FORMER 4PS BENEFICIARY FROM NORTH COTABATO FINDS SUCCESS AS BALUT VENDOR AND SUPPLIER “IN PAINTING
our dream to real canvas of life, we need hard work and perseverance, trust, strong determination coupled with sincere prayer,” this is how Mae Joy Cadangin-Cornelio, 30, describes her journey as a family and one of the members of the Pantawid Pamilyang Pilipino Program (4Ps) from Barangay Dualing in the municipality of Aleosan, North Cotabato.
Mae shared that her husband Ever used to be an all around worker whose jobs included tilling rice as a tenant farmer, making charcoal for living, and being seasonal laborer just to make ends meet. “A lot of people put us down because we are poor. We need to work hard to earn for our daily needs. That is why, we really wished to be one of the beneficiaries of 4Ps, and God allowed us to become part of the program in 2012.”
The negative criticism the family of four received from people in their neighborhood became their motivation and inspiration to go on living and find the right livelihood for them to thrive.
“When my family became a 4Ps member, we were very happy and felt lucky. We did not need to worry anymore about the extra allowance and school needs of our children because of the regular support from the government,” Mae said.
Based on a briefer of Department of Social Welfare and Development (DSWD), 4Ps (Pantawid Pamilyang Pilipino Program) is patterned after other developing countries countries’ conditional cash transfer programs which aims to invest in the health and education of poor Filipinos with children ages from 0 t0 18 years old. It is a part of the national government’s human development program.

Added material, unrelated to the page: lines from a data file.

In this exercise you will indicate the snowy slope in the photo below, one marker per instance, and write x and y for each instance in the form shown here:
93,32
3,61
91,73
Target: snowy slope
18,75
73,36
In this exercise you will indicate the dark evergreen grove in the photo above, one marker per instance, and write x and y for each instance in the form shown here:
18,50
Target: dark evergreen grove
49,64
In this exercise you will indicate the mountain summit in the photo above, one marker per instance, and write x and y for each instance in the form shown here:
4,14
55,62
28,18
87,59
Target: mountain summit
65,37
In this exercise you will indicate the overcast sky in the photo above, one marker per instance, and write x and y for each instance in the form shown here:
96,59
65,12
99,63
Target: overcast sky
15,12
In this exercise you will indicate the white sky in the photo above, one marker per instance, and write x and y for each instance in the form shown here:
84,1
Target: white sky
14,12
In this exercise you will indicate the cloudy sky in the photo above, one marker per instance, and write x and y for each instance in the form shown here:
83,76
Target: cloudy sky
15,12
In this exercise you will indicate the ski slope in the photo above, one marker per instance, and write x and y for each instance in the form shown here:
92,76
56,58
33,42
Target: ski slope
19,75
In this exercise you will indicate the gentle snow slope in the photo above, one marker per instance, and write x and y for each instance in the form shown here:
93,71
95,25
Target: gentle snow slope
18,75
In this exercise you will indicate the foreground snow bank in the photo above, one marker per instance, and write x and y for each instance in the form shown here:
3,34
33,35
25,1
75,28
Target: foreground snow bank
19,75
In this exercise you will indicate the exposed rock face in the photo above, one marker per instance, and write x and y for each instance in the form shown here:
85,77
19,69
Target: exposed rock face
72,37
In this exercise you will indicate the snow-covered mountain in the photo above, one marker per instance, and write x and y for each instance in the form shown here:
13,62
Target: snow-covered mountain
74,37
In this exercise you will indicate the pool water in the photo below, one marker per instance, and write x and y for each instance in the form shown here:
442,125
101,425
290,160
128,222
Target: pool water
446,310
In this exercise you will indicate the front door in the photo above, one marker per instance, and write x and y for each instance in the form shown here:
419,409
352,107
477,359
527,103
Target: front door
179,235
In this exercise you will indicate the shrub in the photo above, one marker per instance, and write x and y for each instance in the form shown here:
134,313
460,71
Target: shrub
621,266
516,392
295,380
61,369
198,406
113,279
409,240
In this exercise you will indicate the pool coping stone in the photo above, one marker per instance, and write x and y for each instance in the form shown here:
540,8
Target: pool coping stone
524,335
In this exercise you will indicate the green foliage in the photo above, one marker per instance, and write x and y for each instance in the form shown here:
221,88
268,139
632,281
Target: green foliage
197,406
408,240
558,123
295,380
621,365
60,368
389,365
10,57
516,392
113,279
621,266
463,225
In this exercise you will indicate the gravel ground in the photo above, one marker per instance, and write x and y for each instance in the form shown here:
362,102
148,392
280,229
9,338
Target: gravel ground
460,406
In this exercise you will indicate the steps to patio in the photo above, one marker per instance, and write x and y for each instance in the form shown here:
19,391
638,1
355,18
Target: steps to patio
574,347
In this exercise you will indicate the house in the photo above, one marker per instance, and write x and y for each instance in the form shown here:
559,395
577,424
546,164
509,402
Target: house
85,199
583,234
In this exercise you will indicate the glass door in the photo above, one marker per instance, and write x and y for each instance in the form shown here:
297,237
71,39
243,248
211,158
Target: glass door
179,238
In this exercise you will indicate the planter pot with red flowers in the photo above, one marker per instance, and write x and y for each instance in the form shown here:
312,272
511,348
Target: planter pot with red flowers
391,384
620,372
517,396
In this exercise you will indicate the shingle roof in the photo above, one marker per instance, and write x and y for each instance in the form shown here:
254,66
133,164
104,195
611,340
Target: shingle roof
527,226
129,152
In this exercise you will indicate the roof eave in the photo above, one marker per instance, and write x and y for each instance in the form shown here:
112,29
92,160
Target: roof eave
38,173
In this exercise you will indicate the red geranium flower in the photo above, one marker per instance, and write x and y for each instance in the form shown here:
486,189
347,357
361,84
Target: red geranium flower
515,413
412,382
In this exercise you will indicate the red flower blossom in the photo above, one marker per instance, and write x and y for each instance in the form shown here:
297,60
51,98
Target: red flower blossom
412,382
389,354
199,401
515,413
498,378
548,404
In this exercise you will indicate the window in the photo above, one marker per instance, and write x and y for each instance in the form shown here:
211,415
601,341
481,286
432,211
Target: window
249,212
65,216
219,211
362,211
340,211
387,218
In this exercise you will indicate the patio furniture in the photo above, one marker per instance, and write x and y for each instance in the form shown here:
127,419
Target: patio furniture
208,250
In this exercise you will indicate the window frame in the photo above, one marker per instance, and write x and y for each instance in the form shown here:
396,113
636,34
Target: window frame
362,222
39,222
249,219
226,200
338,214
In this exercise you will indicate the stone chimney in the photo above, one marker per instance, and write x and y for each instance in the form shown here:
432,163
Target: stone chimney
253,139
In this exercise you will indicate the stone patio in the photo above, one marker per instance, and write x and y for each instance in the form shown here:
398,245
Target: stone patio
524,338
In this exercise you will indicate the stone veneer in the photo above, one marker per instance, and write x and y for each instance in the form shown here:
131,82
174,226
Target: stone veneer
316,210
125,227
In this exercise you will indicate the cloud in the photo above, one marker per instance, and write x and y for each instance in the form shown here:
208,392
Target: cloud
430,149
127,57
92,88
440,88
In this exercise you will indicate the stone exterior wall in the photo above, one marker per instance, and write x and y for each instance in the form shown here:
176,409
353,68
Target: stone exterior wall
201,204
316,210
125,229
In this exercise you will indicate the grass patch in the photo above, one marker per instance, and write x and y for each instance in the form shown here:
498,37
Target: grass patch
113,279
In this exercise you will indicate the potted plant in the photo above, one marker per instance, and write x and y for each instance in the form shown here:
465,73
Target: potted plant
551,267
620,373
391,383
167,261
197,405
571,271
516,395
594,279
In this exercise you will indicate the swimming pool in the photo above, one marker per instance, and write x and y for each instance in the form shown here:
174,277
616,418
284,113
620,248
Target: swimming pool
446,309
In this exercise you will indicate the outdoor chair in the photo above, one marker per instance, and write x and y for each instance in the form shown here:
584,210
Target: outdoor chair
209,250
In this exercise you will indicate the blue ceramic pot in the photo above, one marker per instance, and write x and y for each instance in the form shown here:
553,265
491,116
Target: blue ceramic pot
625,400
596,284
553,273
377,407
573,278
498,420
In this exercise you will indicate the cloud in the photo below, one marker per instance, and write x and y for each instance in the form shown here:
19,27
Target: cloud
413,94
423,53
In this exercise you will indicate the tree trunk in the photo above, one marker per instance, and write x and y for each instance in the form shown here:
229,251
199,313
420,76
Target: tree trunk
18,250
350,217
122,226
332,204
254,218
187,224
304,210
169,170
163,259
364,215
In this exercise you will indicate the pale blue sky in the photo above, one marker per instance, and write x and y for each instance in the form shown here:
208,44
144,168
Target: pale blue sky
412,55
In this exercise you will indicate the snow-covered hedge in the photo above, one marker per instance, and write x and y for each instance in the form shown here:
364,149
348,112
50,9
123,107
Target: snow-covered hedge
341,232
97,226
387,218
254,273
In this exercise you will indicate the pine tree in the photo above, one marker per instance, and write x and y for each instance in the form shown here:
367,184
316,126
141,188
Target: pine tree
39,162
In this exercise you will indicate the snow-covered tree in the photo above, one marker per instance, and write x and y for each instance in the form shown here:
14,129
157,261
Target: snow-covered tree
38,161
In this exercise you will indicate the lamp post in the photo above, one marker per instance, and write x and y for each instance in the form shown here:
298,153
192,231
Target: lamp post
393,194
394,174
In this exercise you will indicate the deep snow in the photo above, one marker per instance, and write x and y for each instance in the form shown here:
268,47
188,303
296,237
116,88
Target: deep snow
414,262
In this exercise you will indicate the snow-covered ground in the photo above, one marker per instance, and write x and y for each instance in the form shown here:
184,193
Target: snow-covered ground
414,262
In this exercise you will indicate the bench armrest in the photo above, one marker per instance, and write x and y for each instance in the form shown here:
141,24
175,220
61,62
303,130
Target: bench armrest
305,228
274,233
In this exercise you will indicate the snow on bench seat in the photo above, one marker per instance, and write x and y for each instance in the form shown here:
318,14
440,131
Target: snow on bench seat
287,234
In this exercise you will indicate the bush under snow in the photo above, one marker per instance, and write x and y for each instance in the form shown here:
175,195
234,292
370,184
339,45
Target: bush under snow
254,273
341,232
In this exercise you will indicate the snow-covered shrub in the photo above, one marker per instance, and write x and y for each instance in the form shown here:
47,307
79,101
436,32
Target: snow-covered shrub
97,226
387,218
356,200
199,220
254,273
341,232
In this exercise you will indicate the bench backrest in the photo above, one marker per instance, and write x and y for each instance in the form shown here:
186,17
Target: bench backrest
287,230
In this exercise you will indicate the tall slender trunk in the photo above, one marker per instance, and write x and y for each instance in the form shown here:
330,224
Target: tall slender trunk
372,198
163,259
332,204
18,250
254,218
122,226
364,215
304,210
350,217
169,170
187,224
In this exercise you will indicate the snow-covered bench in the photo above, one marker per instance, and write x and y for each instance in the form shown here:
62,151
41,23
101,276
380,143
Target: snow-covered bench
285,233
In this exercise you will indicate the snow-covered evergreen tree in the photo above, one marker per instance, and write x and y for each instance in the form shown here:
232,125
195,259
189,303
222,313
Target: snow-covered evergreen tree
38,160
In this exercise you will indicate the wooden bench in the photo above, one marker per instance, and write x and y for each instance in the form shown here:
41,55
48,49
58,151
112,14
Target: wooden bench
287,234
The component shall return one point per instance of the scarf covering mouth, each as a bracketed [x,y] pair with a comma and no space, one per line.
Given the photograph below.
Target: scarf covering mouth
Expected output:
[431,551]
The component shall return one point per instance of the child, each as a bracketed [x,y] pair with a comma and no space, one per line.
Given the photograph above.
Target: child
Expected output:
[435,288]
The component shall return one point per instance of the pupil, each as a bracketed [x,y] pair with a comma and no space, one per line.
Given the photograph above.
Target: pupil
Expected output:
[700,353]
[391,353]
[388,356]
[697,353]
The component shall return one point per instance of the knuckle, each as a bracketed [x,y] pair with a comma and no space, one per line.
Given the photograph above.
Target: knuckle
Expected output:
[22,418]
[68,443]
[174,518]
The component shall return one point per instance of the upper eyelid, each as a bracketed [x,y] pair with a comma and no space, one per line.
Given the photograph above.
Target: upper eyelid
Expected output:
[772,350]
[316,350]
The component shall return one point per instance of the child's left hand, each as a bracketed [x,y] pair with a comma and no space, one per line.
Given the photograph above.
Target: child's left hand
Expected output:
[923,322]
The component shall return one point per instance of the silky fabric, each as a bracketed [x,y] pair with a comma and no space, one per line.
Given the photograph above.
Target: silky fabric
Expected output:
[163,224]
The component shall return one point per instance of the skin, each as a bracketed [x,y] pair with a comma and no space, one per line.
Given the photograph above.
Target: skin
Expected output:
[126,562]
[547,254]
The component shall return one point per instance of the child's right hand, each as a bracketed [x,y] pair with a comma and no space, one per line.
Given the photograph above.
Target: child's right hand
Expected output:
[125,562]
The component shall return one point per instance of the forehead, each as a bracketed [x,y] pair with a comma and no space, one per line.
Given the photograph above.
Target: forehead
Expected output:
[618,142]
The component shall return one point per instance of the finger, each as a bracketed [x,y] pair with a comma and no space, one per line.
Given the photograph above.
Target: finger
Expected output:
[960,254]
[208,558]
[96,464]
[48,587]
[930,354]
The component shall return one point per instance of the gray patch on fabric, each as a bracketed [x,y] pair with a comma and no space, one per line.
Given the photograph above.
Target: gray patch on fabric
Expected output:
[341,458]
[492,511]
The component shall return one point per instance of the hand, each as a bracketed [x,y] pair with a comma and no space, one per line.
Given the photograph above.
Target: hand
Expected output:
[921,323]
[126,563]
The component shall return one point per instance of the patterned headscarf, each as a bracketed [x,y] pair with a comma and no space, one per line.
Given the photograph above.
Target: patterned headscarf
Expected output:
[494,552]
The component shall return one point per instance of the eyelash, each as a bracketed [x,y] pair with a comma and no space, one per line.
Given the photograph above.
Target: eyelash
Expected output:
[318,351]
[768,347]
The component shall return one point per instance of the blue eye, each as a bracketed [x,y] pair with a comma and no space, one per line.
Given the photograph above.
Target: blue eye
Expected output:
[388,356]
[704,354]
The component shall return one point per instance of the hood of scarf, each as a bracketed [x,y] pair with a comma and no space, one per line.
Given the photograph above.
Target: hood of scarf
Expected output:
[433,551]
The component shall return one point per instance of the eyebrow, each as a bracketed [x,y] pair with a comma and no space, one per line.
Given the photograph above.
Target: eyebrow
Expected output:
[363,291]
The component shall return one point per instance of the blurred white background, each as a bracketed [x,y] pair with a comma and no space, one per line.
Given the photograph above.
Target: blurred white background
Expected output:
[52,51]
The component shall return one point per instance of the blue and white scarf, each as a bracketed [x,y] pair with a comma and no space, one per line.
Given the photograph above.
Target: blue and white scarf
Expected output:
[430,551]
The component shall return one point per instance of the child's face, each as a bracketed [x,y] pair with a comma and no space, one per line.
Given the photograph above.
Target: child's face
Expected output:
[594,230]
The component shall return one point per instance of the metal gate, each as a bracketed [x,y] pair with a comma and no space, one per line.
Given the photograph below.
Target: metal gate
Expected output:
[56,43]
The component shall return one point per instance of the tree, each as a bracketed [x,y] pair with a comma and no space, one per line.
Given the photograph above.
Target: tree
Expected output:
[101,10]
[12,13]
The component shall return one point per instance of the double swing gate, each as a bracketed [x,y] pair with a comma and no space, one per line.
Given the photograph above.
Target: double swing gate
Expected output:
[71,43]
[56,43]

TURNING A TEMPORARY SETBACK INTO A BUSINESS OPPORTUNITY
“We had been receiving the cash grant from February 2012 until February of 2013, until the DSWD required all the members to use the cash card instead of the over-the-counter cash grant. Since the cash card is processed in Metro Manila and due to the bulk of cards that needed to be sent to the provinces, it took us almost four years before we finally received it in 2017,” Mae said.